Wie viele andere Ökonomen, Institute und Verbände sind aber auch die
«Wirtschaftsweisen» zuversichtlich, dass Europas größte
Volkswirtschaft schon im nächsten Jahr wieder auf Wachstumskurs
zurückkehren wird. Für das Jahr 2021 prognostiziert der
Sachverständigenrat 4,9 Prozent Wachstum. Allerdings: «Eine Rückkehr

auf das Niveau des BIP vor der Pandemie ist nicht vor dem Jahr 2022
zu erwarten.» Für den Euroraum rechnet der Sachverständigenrat mit
einem Rückgang des realen BIP im Jahr 2020 um 8,5 Prozent und einem
positiven Wachstum von 6,2 Prozent 2021.

Mit der Lockerung der coronabedingten Einschränkungen seit Mai fasse
die Wirtschaft allmählich wieder Tritt, stellte das Gremium fest.
«Zudem dürften sich die Stützungsmaßnahmen und beschlossenen
wirtschaftspolitischen Konjunkturimpulse positiv auswirken.»

Die Bundesregierung will die Wirtschaft mit einem 130 Milliarden Euro
schweren Konjunkturpaket wieder in Schwung bringen.
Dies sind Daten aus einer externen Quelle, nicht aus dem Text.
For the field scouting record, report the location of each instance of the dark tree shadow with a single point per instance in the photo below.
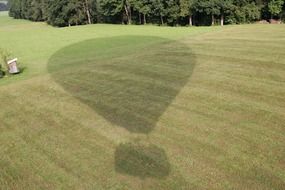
(129, 80)
(141, 161)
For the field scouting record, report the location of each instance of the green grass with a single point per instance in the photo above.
(143, 107)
Union und SPD
haben sich darauf verständigt, vorübergehend die Mehrwertsteuer zu
senken und eine höhere Kaufprämie für Elektroautos zu zahlen. Zudem
gibt es unter anderem Finanzspritzen für Familien und Kommunen.

«Im Großen und Ganzen sind wir mit dem Konjunkturpaket zufrieden»,
sagte Feld. Das Paket habe «mehr Licht als Schatten». Zugleich
warnten die «Wirtschaftsweisen» vor einer verfrühten Debatte um
Steuererhöhungen zur Rückführung der gewaltigen neuen Schulden
infolge der staatlichen Maßnahmen in der Corona-Krise.
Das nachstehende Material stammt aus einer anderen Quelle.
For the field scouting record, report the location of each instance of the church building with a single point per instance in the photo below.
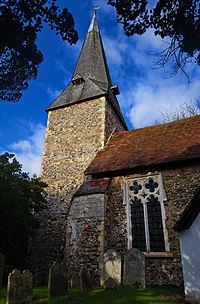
(110, 188)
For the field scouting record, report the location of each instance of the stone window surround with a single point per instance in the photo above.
(162, 196)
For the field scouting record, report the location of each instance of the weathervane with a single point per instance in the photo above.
(96, 8)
«Fatal wäre es natürlich, jetzt schon von Steuererhöhungen zu reden

mit dem Verweis auf Konsolidierung. Damit würde man der Erholung, auf
die wir jetzt hoffen, einen Schlag mit dem Hammer verpassen», sagte
der Frankfurter Ökonom Volker Wieland. Feld betonte, eine expansive
Fiskalpolitik sei in der aktuellen Lage notwendig. In normalen Zeiten
sollte Deutschland aber wieder zur Schuldenbremse zurückkehren.

Im ersten Quartal 2020 war die deutsche Wirtschaftsleistung nach
Daten des Statistischen Bundesamtes zum Vorquartal um 2,2 Prozent
geschrumpft - obwohl in dem Drei-Monats-Zeitraum von den Maßnahmen
zur Bekämpfung des Virus im Grunde nur der März betroffen war.

Und die Erwartungen für das zweite Quartal sind düster - auch wenn
mittlerweile etliche Einschränkungen wieder gelockert wurden. «Im
zweiten Quartal 2020 dürfte das BIP in Deutschland saisonbereinigt um
knapp 12 Prozent niedriger liegen als im Schlussquartal des Jahres
2019», schreibt der Sachverständigenrat.

Die Produktion in der deutschen Industrie sackte auf den tiefsten
Stand seit mehr als 20 Jahren, für die Exportwirtschaft brachte der
April «Horrorzahlen», wie es der Außenhandelsverband BGA nannte. Der

Inlandstourismus kam zwischenzeitlich fast komplett zum Erliegen, das
Gastgewerbe kämpft nach Einschätzung des Branchenverbandes Dehoga ums
Überleben. Etliche Ökonomen rechnen für das Gesamtjahr mit einem
deutlichen Anstieg der Firmenpleiten.

Ende März war der Sachverständigenrat noch etwas optimistischer:
Seinerzeit hatten die Experten als wahrscheinlichstes Szenario für
Deutschland angenommen, dass es einen fünfwöchigen «Lockdown» geben

wird und anschließend die Einschränkungen für Unternehmen sowie
Konsumenten wieder gelockert werden. Für diesen Fall war das Gremium
davon ausgegangen, dass das Bruttoinlandsprodukt im laufenden Jahr um
2,8 Prozent schrumpfen würde. Für den schlimmsten Fall unterstellten
die «Wirtschaftsweisen» in ihrer März-Einschätzung ein Minus von 5,
4
Prozent bei der Wirtschaftsleistung.